= Maria Eklund =

Russian-born Swedish conductor

Maria Eklund (born 1973) is a Russian-born Swedish conductor. In 2005, she became the first woman to conduct an orchestra at the Bolshoi Theater in Moscow, breaking the barriers of what so far was a strictly male area of expertise. She conducted The Golden Cockerel by Rimsky-Korsakov.

==Early life and education==

Eklund was born in Moscow in a family of Russian intelligentsia. Her paternal grandmother was an accomplished pianist who graduated from The Moscow Conservatoire at the same time as the pianist and conductor Vladimir Ashkenazy. Her paternal grandfather is a physics scientist who worked at The Kurtchatov Institute in Moscow before relocating to Switzerland. She gained a university degree in choir conducting and pedagogical training in subjects such as conducting at Master level at the Tchaikovsky Conservatory, in the class of Viktor Krasnoshekov, and Gnesin's Music Academy, in the class of Galina Rozdestvenskaya (1992–1997).

She took a postgraduate course at the Royal College of Music in Stockholm in orchestral and choir conducting (1997–2000), in the class of Anders Eby and Jing Wang.

==Orchestras conducted==

Eklund has conducted the Gothenburg Symphony Orchestra, Gävle Symphony Orchestra, Västerås Sinfonietta, the Norrland Opera Orchestra, Nordic Chamber Orchestra, Folk Opera, Stockholm Strauss Orchestra, Swedish Wind Ensemble, Linköping Wind Ensemble, the Royal Swedish Navy Band, the Bolshoi Theatre, the Arena di Verona, Moscow Philharmonic Orchestra, Russian State Symphony Orchestra, St. Petersburg State Symphony Orchestra, the Berlin Sinfonietta, the China National Opera, Krasnoyarsk Opera Theatre, the Ulyanovsk Symphony Orchestra, Tomsk Symphony Orchestra, the Orchestra "Moscow Philharmonic", the Russian State Symphonic Capella, Brno Symphony Orchestra, Orchestra of the Royal Academy in London and others.

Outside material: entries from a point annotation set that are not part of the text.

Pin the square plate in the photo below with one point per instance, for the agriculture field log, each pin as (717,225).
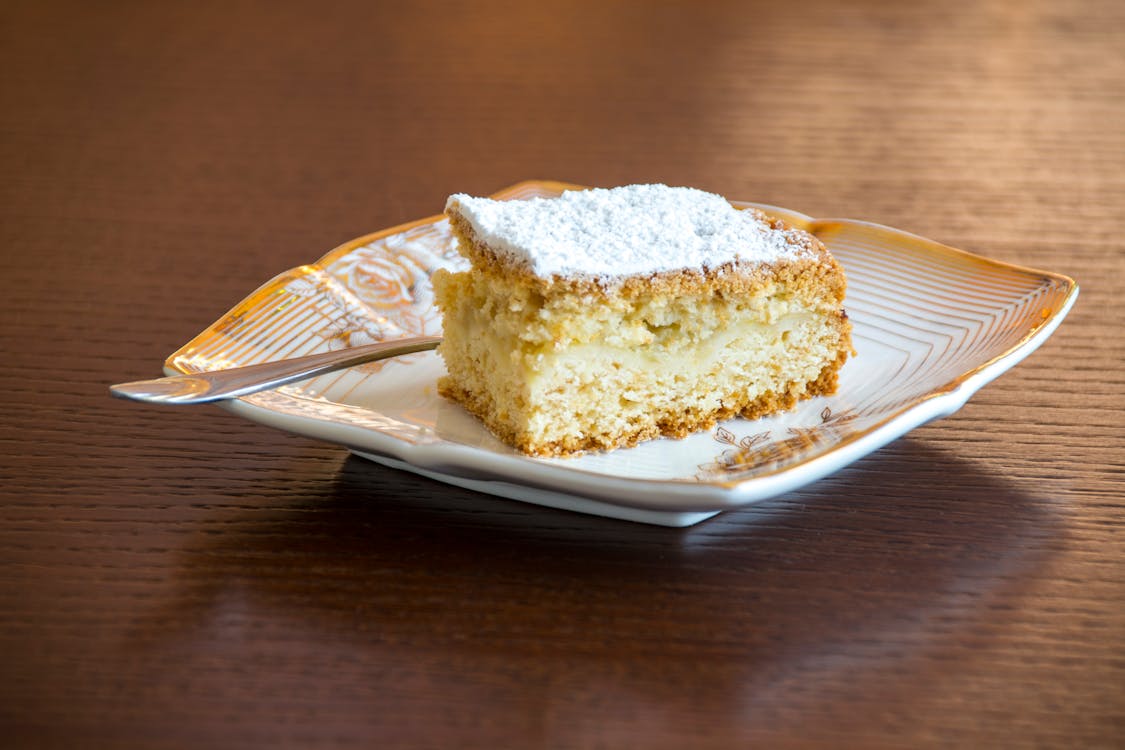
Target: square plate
(932,325)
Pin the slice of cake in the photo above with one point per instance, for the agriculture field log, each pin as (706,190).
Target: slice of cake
(604,317)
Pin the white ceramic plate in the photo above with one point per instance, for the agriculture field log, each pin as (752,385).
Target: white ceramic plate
(932,325)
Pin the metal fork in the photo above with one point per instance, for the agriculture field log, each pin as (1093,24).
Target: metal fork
(218,385)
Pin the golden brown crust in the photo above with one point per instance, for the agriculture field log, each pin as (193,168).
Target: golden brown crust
(816,272)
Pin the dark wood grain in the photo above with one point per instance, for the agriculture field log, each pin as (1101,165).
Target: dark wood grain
(183,578)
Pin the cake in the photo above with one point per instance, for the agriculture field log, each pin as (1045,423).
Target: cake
(604,317)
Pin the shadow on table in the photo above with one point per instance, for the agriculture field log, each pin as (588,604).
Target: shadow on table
(845,589)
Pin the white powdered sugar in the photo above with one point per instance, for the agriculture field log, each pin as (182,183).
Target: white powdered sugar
(620,232)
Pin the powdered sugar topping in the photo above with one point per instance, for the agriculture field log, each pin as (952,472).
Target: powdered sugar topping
(620,232)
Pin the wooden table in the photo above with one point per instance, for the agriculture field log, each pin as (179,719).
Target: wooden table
(182,578)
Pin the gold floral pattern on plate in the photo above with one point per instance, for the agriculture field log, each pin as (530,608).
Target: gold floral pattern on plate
(932,325)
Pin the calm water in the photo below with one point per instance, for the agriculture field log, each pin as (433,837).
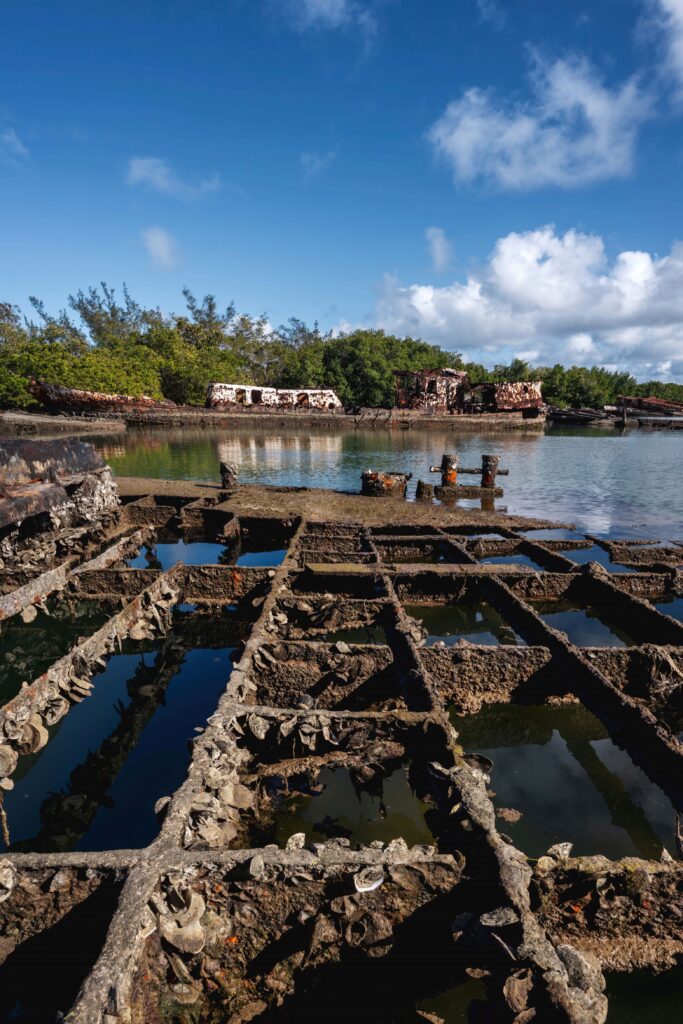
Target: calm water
(585,627)
(363,816)
(474,621)
(571,783)
(93,786)
(605,481)
(164,556)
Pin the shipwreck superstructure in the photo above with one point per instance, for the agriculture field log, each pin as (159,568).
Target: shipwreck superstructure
(450,391)
(224,396)
(201,890)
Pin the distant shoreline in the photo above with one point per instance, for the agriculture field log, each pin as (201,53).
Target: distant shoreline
(13,424)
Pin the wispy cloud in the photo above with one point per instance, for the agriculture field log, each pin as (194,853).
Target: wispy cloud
(669,14)
(161,247)
(314,163)
(158,174)
(440,249)
(330,15)
(572,130)
(12,150)
(491,10)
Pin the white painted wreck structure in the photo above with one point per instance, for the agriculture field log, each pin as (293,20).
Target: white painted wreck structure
(231,395)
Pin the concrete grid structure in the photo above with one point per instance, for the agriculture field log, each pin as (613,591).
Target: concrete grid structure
(205,922)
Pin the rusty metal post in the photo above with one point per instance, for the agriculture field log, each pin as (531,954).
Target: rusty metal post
(424,491)
(489,465)
(447,469)
(228,474)
(375,484)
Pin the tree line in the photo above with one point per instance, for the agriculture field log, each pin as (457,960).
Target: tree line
(101,342)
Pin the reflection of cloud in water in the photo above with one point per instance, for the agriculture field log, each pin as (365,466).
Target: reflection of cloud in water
(574,476)
(267,454)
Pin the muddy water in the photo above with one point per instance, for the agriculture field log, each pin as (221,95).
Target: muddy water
(511,560)
(359,634)
(359,814)
(28,649)
(473,621)
(573,474)
(455,1005)
(95,783)
(571,783)
(585,627)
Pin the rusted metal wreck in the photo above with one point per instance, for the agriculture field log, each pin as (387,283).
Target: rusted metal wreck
(221,914)
(449,391)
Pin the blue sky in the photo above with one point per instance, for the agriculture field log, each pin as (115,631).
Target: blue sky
(499,177)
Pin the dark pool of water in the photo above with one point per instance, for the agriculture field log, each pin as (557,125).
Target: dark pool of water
(361,815)
(589,488)
(511,560)
(107,763)
(28,649)
(41,979)
(643,997)
(454,1006)
(559,767)
(475,621)
(585,627)
(673,607)
(596,554)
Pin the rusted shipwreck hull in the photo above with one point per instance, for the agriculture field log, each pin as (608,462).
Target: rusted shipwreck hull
(74,400)
(450,391)
(246,396)
(57,485)
(633,406)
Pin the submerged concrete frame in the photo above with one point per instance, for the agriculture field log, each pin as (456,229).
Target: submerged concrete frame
(547,962)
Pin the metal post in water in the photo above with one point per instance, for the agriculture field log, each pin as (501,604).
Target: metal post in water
(489,464)
(447,469)
(424,491)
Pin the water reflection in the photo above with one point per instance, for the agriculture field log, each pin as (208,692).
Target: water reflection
(585,627)
(114,755)
(337,805)
(165,555)
(570,474)
(28,649)
(559,767)
(474,621)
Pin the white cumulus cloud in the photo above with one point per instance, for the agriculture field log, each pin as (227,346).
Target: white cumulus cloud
(330,14)
(440,248)
(159,175)
(161,247)
(556,296)
(572,130)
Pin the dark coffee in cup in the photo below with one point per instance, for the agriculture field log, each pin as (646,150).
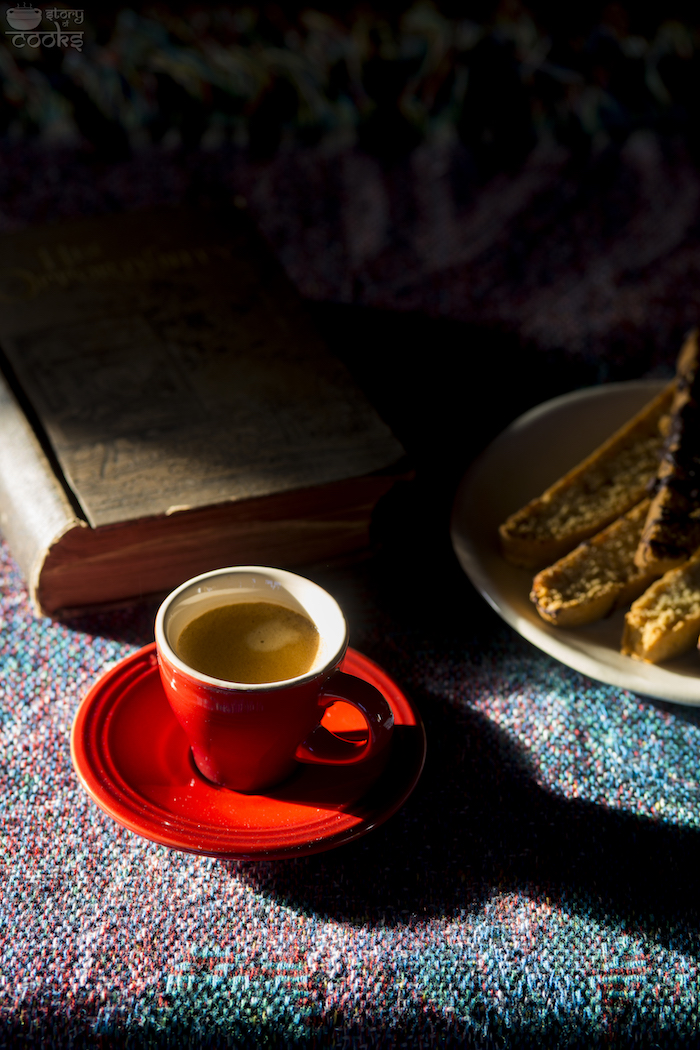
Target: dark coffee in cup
(249,642)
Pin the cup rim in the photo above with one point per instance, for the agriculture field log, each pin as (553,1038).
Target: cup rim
(164,647)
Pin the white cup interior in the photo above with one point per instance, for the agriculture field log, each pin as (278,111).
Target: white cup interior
(252,583)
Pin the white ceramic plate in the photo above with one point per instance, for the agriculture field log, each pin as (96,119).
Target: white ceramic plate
(531,454)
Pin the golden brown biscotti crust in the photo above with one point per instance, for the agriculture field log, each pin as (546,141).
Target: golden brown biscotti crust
(665,621)
(596,578)
(603,486)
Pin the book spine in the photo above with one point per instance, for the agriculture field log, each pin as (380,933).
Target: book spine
(35,511)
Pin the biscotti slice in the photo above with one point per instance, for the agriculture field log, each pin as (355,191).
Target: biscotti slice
(665,621)
(605,485)
(596,578)
(672,531)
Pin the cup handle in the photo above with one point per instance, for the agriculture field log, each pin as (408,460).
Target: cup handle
(323,748)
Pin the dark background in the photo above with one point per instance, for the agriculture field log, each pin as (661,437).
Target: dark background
(524,180)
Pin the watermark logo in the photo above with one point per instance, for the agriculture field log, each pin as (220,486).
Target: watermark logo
(25,22)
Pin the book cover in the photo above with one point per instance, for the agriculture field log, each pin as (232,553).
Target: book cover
(166,383)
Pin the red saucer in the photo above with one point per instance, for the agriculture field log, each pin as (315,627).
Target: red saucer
(133,758)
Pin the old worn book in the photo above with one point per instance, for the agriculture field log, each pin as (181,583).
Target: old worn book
(167,407)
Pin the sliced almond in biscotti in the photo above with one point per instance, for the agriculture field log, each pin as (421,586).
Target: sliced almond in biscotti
(672,531)
(665,621)
(596,578)
(605,485)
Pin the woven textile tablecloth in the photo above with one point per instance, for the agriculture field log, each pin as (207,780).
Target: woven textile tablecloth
(538,888)
(541,885)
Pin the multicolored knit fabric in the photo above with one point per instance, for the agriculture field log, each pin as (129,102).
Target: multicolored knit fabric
(538,888)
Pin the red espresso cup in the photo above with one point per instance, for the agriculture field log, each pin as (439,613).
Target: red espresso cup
(250,735)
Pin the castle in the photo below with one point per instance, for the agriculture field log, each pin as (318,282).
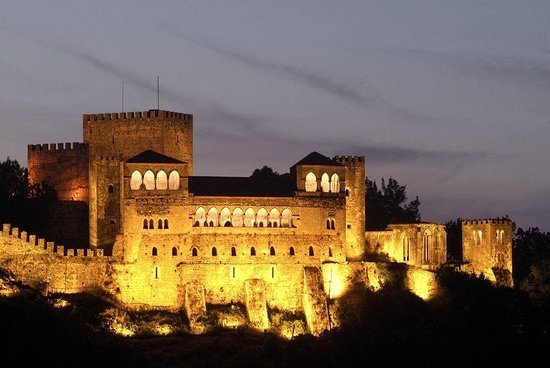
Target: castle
(160,237)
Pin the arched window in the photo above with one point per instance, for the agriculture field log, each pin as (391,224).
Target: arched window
(135,180)
(325,185)
(174,180)
(406,248)
(225,217)
(311,182)
(149,180)
(238,217)
(335,183)
(286,218)
(200,216)
(274,217)
(261,218)
(212,217)
(249,218)
(162,180)
(426,249)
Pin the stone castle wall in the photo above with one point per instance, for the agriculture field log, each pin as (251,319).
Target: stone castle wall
(51,267)
(355,204)
(113,138)
(487,245)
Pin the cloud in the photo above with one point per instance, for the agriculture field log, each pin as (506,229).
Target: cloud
(278,69)
(479,66)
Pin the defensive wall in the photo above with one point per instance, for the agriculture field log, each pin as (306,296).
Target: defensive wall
(62,165)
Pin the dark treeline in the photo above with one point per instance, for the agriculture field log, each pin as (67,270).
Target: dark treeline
(387,205)
(468,324)
(22,204)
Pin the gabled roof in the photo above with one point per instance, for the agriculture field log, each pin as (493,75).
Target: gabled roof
(224,186)
(152,157)
(315,158)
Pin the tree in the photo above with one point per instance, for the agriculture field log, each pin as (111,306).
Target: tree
(21,204)
(387,205)
(265,172)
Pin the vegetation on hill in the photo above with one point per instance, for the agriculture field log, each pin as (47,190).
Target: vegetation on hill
(387,205)
(22,204)
(469,322)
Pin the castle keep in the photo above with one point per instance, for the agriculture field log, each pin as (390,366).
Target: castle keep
(160,237)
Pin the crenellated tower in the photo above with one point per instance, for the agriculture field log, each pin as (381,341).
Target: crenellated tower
(113,138)
(355,204)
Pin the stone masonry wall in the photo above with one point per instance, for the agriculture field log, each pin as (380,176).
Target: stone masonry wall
(51,267)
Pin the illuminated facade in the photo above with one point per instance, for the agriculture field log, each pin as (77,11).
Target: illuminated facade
(168,239)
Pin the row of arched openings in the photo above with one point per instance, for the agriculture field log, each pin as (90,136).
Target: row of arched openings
(327,185)
(238,218)
(214,251)
(154,251)
(150,181)
(426,247)
(150,224)
(500,237)
(477,236)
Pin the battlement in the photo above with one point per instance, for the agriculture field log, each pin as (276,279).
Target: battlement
(40,244)
(138,115)
(349,159)
(487,221)
(75,146)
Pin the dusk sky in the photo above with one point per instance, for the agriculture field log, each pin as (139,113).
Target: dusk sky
(451,98)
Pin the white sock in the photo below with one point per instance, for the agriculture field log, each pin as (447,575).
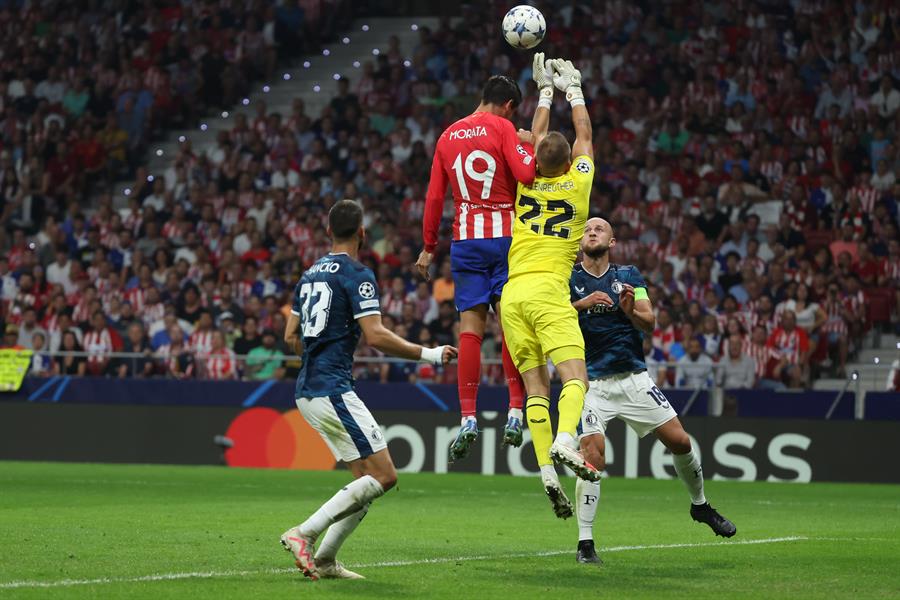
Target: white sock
(337,533)
(588,495)
(566,439)
(347,501)
(691,473)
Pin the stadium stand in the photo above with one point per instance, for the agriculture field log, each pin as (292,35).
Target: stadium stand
(747,158)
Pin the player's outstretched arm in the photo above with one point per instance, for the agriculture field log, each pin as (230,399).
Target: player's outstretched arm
(292,334)
(434,207)
(542,73)
(382,338)
(639,311)
(568,79)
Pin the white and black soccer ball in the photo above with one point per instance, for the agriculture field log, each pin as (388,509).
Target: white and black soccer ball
(524,27)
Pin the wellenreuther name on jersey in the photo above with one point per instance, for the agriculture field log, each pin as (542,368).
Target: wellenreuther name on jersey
(467,134)
(559,186)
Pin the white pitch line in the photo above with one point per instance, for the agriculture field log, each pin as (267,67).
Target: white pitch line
(392,563)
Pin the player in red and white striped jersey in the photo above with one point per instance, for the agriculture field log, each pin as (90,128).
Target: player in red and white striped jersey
(482,159)
(200,342)
(769,362)
(793,343)
(221,363)
(98,343)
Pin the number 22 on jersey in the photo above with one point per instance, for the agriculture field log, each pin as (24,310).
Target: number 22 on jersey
(543,223)
(314,315)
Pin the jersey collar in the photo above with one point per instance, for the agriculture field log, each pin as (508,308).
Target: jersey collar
(600,276)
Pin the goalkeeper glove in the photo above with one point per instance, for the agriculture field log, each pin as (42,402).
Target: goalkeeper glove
(568,79)
(542,73)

==Involvement in gender equality in classical music==

Since 2012, Eklund has been actively involved in KUPP – a unique professional body for female conductors in Sweden which works towards gender equality within the profession of classical orchestra conducting. This association publishes annual reports on statistics of male and female soloist and conductors in Sweden, touching the areas of Swedish vs foreign musicians and agencies represented in classical music life of Sweden. Due to their work a vast amount of questions moved into public discussions in media and political venues, including regular meetings with the leaders of the Departments of Culture and personally with the Minister of Culture in Sweden.

==Personal life==

Eklund lives with her husband and son on the island of Lidingö within the city limits of Stockholm, Sweden.